Many University Housing residents disagree with the policy because they believe it is unfair for them to be billed for damages they had no part in causing. Some residents say they will not pay the charges.
“None of us are legally bound to pay for any damage unless there is evidence,” said William Gonzales, a junior and Broadway resident who said he didn’t move into Broadway until after the damage occurred. “I completely, 100-percent refuse to pay for it.”
Irritated by the thought of paying for damage he says he did not cause, Gonzales said if necessary, he would pursue legal action to not pay the charges.

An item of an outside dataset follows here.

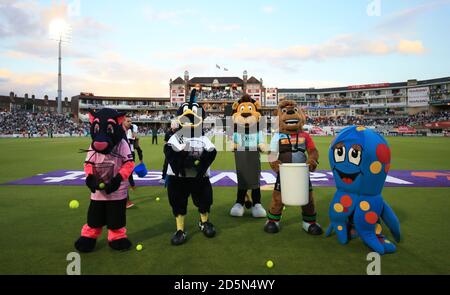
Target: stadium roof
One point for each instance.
(363, 87)
(221, 80)
(178, 81)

Students are charged for damages, whether or not they caused them, in part to encourage them to bring forth information they might have about who committed the vandalism, said Chris Carter, Broadway hall director.
If University Housing was to cover the cost of every incident of vandalism, instead of using the community billing policy, the housing rates for the following year would most likely increase to counter the amount of money spent, said John Eckman, interim executive director of Housing and Transportation Services.

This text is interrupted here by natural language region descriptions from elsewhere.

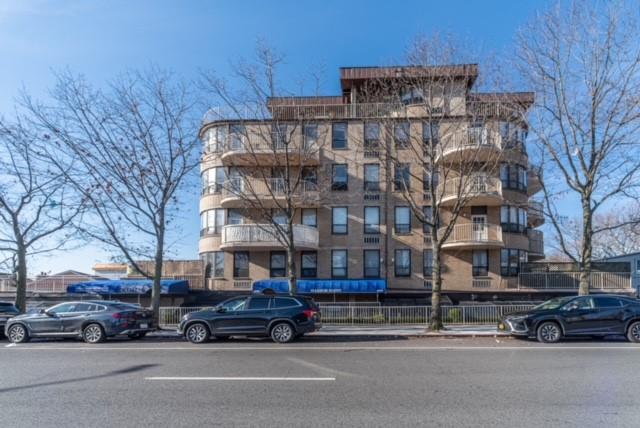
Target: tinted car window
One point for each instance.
(284, 302)
(607, 302)
(258, 303)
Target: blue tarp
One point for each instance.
(133, 286)
(337, 286)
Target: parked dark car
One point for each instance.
(281, 317)
(595, 315)
(93, 321)
(7, 310)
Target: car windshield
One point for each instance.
(553, 303)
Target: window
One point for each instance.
(403, 263)
(309, 264)
(510, 261)
(371, 219)
(310, 136)
(339, 177)
(339, 136)
(372, 177)
(310, 217)
(258, 303)
(427, 263)
(480, 263)
(339, 263)
(401, 135)
(402, 220)
(212, 221)
(402, 179)
(430, 134)
(339, 225)
(241, 264)
(278, 264)
(513, 177)
(371, 264)
(371, 135)
(513, 219)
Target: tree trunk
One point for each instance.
(21, 280)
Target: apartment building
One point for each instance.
(344, 167)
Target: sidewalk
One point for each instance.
(402, 331)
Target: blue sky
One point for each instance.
(101, 39)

“A very intentional decision was made that instead of raising everyone’s rates to cover vandalism … it would be that the communities where that vandalism came from would be assessed for it. And that was a way to be equitable,” Eckman said.
Located on the south side of Blue Fin on Jackson Street, the broken awning is believed to have shattered upon impact with a falling object, which Residence Housing Authority President Omar N’ Gadi said was a beer bottle.
Residents in rooms that end in the numbers 40 to 44 from floors three to 10 were charged for the awning.
Ray said the community billing policy is about residents taking responsibility for their community and teaching them citizenship. If the building is damaged in any way, someone must pay for the cost of repair, and students are responsible for the area they live in, he said.
Other Oregon universities, such as the University of Oregon, Oregon State University and the University of Portland, all impose similar policies that charge an entire community of residents if the perpetrators of an act of vandalism are not identified.
One difference between Portland State’s community billing policy and those imposed on other campuses is that University Housing residents have a governmental body called Residence Housing Authority, which holds meetings to discuss and allow residents to vote on issues.
Over the past month, RHA has held three meetings to discuss how they would assess the charges for the aforementioned issues of the shattered awning, fire system tampering and several others like vomit in West Hall and blood splatter in the Broadway.
At the Feb. 11 meeting, several residents expressed their anger about having to pay for acts they had not committed and cited reasons why they are unable to pay the charges, such as a lack of disposable income and not enough notice. Residents expressed their disappointment with the billing, and many sighed loudly and shook their heads throughout the meeting.
On that night, there was a proposal for RHA, which Eckman said receives $20,000 per year to sponsor social events and perform campus beautification projects, to pay for half the cost of the shattered awning and for residents to cover the remainder. After a vote, the motion failed, and it was determined students would be billed for the entire cost of the damages.
Gonzales said he attended one of the RHA meetings where the shattered awning was discussed and made his anger of the situation very clear by storming out in disgust. The university should not charge students for damages they did not commit, he said.
“It’s basically a lump accusation of everyone,” Gonzales said.